What this feast shows me is what
you have heard me preach in many funeral sermons again and again.
I truly, without a doubt, believe
that what separates those of us who are alive here on earth, from those who are
now in the “nearer presence of God” is truly a very thin one.
And to commemorate them and to
remember them is a good thing for all us.
I do want us to think today long and hard about the saints we have known in our
lives.
And we have all known saints in
our lives.
We have known those people who
have shown us, by their example, by their good, that God really does work
through us.
And I want us to at least realize
that God still works through us even after we have departed from this mortal
coil.
Ministry in one form or the
other, can continue, even following our deaths.
That quote from Lewis is a prime
example.
Even now, almost 60 years after
his death, Lewis can still preach to us.
His words still reveal God’s
truths to us.
He is still doing ministry, even
now.
Hopefully, we can still, even
after our deaths, do good and work toward furthering the Kingdom of God by the
example we have left behind.
For me, the saints—those people who have gone before us—aren’t gone.
They haven’t just disappeared.
They haven’t just floated away
and dissipated like clouds out of our midst.
No, rather they are here with us,
still.
They join with us, just as the
angels do, when we celebrate the Eucharist.
For, especially in the Eucharist,
we find that “veil” lifted for a moment.
That belief comes to us from the
Eastern Orthodox Church.
In this Eucharist that we
celebrate together at this altar, we find the divisions that separate us are
gone.
We see how thin that veil truly
is.
We see that death truly does not
have ultimate power over us.
That is the way Holy Communion
should be.
It’s not just us, gathered here
at the altar.
It’s the Communion of all the
saints.
In fact, before we sing that
glorious hymn, “Holy, Holy Holy” during the Eucharistic rite, you hear me say,
“with angels and saints and all the company of heaven we sing this hymn of
praise.”
That isn’t just sweet, poetic
language.
It’s what we believe and hope in.
In these last few years, after losing so many people in my family and among myclose
friends, I think I have felt their presence most keenly, at times, here at this
altar when we are gathered together for the Eucharist than at any other time.
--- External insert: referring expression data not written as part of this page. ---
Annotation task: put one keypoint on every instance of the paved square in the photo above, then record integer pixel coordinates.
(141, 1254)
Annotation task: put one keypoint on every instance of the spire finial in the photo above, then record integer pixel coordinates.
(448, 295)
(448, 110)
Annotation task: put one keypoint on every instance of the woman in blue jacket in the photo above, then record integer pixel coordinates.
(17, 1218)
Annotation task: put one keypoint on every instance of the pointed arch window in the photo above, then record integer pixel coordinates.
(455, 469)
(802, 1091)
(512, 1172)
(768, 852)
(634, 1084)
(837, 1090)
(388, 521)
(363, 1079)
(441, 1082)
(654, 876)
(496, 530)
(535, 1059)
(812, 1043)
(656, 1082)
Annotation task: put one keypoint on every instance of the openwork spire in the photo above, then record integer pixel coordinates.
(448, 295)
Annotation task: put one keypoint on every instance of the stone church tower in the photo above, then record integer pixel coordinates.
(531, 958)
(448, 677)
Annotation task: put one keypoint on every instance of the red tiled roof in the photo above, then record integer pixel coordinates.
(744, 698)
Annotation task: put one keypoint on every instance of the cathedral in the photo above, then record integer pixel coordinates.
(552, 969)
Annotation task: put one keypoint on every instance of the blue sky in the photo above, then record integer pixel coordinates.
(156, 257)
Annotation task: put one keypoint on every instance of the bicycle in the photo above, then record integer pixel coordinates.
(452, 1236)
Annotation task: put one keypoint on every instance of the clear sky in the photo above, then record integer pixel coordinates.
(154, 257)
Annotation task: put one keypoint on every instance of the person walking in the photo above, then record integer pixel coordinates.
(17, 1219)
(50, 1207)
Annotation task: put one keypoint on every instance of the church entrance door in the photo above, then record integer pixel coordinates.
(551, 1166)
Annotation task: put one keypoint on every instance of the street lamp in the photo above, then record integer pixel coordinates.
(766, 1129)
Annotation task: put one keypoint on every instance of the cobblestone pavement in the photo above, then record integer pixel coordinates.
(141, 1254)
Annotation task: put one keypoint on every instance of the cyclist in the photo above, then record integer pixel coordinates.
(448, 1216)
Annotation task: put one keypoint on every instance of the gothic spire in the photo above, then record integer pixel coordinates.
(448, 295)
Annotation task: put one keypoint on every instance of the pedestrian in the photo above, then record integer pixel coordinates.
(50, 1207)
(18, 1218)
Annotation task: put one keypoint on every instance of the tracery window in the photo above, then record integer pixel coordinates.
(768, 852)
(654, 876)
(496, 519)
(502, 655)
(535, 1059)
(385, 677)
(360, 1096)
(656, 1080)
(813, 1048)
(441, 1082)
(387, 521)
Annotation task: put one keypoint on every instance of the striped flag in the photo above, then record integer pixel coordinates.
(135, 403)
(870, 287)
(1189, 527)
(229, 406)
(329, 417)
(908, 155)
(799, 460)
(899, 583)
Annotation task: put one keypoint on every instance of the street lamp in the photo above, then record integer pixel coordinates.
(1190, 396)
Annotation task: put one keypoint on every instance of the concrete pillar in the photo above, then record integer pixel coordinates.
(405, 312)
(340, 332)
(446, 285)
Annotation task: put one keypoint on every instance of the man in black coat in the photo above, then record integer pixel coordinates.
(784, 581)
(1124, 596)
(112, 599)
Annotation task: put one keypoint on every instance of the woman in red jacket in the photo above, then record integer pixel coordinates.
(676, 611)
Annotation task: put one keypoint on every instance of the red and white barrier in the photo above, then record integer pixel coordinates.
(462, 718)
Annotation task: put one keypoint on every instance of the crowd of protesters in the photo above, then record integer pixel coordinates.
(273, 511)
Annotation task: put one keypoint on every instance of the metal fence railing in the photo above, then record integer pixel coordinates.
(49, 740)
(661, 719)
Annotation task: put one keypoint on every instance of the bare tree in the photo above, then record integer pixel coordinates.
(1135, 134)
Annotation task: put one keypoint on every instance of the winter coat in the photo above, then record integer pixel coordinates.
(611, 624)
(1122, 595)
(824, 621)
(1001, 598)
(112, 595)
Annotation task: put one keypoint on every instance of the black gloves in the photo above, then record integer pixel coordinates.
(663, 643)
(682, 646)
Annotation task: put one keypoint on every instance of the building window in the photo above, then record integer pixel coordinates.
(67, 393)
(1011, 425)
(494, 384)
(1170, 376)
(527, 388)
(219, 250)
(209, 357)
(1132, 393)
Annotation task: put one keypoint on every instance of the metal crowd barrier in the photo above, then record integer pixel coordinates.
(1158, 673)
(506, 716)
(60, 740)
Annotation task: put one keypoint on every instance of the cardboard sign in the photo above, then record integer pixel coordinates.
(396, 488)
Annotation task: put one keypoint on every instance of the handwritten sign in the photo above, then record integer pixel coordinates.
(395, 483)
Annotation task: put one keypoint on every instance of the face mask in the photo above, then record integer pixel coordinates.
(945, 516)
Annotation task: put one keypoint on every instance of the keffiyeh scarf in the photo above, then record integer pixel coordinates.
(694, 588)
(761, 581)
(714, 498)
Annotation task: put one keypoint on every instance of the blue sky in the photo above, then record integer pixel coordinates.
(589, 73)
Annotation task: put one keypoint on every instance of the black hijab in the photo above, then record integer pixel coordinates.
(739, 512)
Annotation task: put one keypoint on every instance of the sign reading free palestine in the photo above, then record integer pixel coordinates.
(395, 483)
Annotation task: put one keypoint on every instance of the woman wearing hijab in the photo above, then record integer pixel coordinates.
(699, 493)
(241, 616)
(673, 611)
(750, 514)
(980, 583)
I have felt them here with us.
And in those moments when I have,
I know in ways I never have before, how thin that veil is between us and
“them.”
You can see why I love this feast.
It not only gives us consolation
in this moment, separated as we are from our loved ones, but it also gives us
hope.
We know, in moments like this,
where we are headed.
We know what awaits us.
No, we don’t know it in detail.
We’re not saying there are
streets paved in gold or puffy white clouds with chubby little baby angels
floating around.
We don’t have a clear vision of
that place.
But we do sense it.
We do feel it.
We know it’s there, just beyond
our vision, just out of reach and out of focus.
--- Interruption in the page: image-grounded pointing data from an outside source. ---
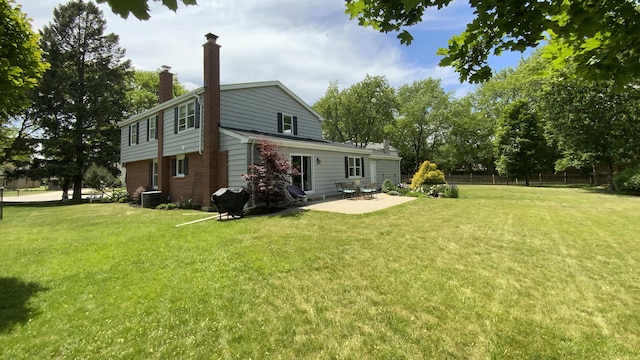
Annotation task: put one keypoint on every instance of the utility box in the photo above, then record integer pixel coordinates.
(151, 199)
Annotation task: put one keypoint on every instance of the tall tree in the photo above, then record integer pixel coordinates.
(21, 66)
(359, 113)
(520, 145)
(591, 123)
(468, 145)
(21, 63)
(140, 8)
(600, 35)
(422, 122)
(143, 91)
(82, 96)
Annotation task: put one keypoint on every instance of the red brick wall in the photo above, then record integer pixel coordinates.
(211, 118)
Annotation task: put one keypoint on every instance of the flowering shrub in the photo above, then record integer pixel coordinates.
(448, 191)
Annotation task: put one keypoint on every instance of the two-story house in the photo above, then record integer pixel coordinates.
(192, 145)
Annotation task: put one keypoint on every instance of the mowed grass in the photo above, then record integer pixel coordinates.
(500, 273)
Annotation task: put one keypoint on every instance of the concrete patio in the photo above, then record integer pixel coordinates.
(357, 206)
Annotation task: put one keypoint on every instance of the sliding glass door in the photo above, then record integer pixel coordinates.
(305, 165)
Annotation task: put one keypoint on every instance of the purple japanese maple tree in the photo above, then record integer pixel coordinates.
(268, 180)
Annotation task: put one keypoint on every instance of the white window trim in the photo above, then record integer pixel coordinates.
(154, 176)
(287, 126)
(357, 169)
(187, 119)
(179, 159)
(152, 125)
(133, 130)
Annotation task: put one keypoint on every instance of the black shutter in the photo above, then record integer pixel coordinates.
(197, 114)
(346, 167)
(150, 175)
(295, 125)
(175, 120)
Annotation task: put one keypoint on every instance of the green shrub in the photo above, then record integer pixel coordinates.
(447, 191)
(427, 174)
(627, 181)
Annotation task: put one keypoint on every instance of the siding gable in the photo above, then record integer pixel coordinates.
(260, 109)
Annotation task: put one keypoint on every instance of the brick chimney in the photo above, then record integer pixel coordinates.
(166, 85)
(215, 169)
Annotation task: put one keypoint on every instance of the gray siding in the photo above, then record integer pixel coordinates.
(237, 159)
(257, 109)
(141, 151)
(387, 169)
(184, 142)
(329, 171)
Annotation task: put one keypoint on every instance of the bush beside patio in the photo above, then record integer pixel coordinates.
(502, 273)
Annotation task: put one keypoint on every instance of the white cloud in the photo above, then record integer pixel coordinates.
(305, 44)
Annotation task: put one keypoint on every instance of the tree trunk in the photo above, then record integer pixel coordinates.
(77, 188)
(610, 177)
(65, 190)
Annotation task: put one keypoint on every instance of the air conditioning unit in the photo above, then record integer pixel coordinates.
(151, 199)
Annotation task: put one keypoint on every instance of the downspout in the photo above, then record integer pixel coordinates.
(201, 124)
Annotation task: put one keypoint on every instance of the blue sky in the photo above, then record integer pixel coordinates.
(306, 44)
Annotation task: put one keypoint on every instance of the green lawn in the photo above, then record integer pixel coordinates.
(500, 273)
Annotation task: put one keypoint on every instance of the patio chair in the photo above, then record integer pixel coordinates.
(369, 190)
(348, 190)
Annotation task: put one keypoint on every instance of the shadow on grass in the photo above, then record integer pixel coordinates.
(14, 297)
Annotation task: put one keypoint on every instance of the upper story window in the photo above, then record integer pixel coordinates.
(152, 128)
(134, 130)
(186, 116)
(287, 124)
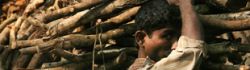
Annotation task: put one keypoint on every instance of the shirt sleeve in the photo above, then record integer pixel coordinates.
(184, 57)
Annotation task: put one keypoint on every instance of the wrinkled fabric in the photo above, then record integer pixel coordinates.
(186, 56)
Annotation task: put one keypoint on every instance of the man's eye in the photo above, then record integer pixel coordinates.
(168, 36)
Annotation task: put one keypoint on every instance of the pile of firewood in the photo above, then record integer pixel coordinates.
(98, 34)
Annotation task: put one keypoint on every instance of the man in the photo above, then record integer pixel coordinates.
(158, 36)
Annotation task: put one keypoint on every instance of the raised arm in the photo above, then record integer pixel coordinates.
(191, 26)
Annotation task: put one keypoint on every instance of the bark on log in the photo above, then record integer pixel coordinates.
(220, 25)
(67, 10)
(7, 21)
(80, 41)
(32, 6)
(100, 11)
(114, 21)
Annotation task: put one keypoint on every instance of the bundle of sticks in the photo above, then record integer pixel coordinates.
(98, 34)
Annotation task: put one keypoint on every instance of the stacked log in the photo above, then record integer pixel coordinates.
(98, 34)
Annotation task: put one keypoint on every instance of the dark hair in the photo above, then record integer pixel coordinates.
(156, 14)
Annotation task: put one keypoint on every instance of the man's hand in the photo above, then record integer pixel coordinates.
(173, 2)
And “they” are all there, waiting
for us.
They—all the angels, all the saints,
all our departed loved ones.
So, this morning—and always—we
should rejoice in this fellowship we have with them.
We should rejoice as the saints
we are and we should rejoice with the saints that have gone before us.
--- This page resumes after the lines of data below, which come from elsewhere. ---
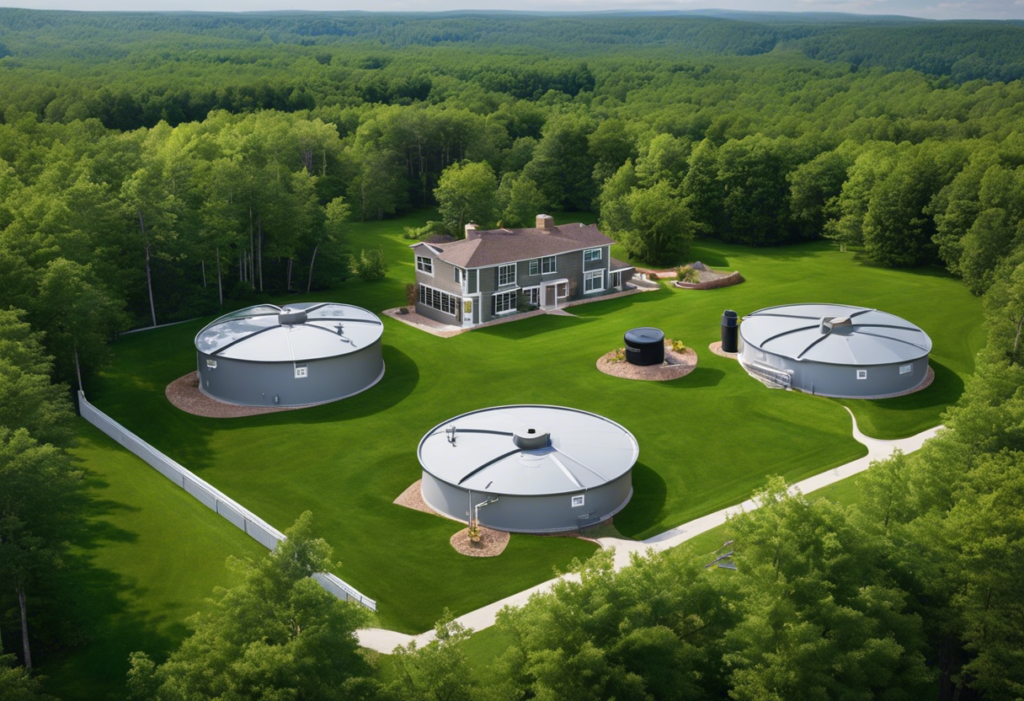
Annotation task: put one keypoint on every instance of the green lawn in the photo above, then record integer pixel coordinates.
(707, 440)
(151, 558)
(486, 646)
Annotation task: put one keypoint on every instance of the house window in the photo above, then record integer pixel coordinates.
(503, 302)
(506, 274)
(435, 299)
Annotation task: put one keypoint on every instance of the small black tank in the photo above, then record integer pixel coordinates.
(730, 332)
(645, 346)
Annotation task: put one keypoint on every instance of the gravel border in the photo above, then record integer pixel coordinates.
(185, 394)
(676, 365)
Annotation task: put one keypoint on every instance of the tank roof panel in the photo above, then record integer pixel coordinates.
(584, 450)
(257, 334)
(835, 334)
In our collect this morning, we prayed
that “we may come to those ineffably joys that you have prepared for those who
truly love you.”
Those ineffably joys await us.
They are there, just on the other
side of that thin veil.
They are there, in that place we
heard about in our reading today from Revelation.
That place in which God “will dwell with them as their God;”
Where we will be God’s peoples
They are there were God wipes “every tear from
their eyes.”
Where “Death will be no more;
mourning and crying and pain will be no more,
for the first things have passed away."
Let us pray.
God of eternity, you are nearer to us than we
sometimes realize; help us to see with
the eyes of our faith that the division between this world and eternity is in
fact a thin one, and that around us we are surrounded by the host of witnesses
who have faithfully run their race and are now rejoicing in their reward; and
may we too come to enjoy that place of light and peace, where signing and pain
are no more but life everlasting; in Jesus’ name, we pray. Amen.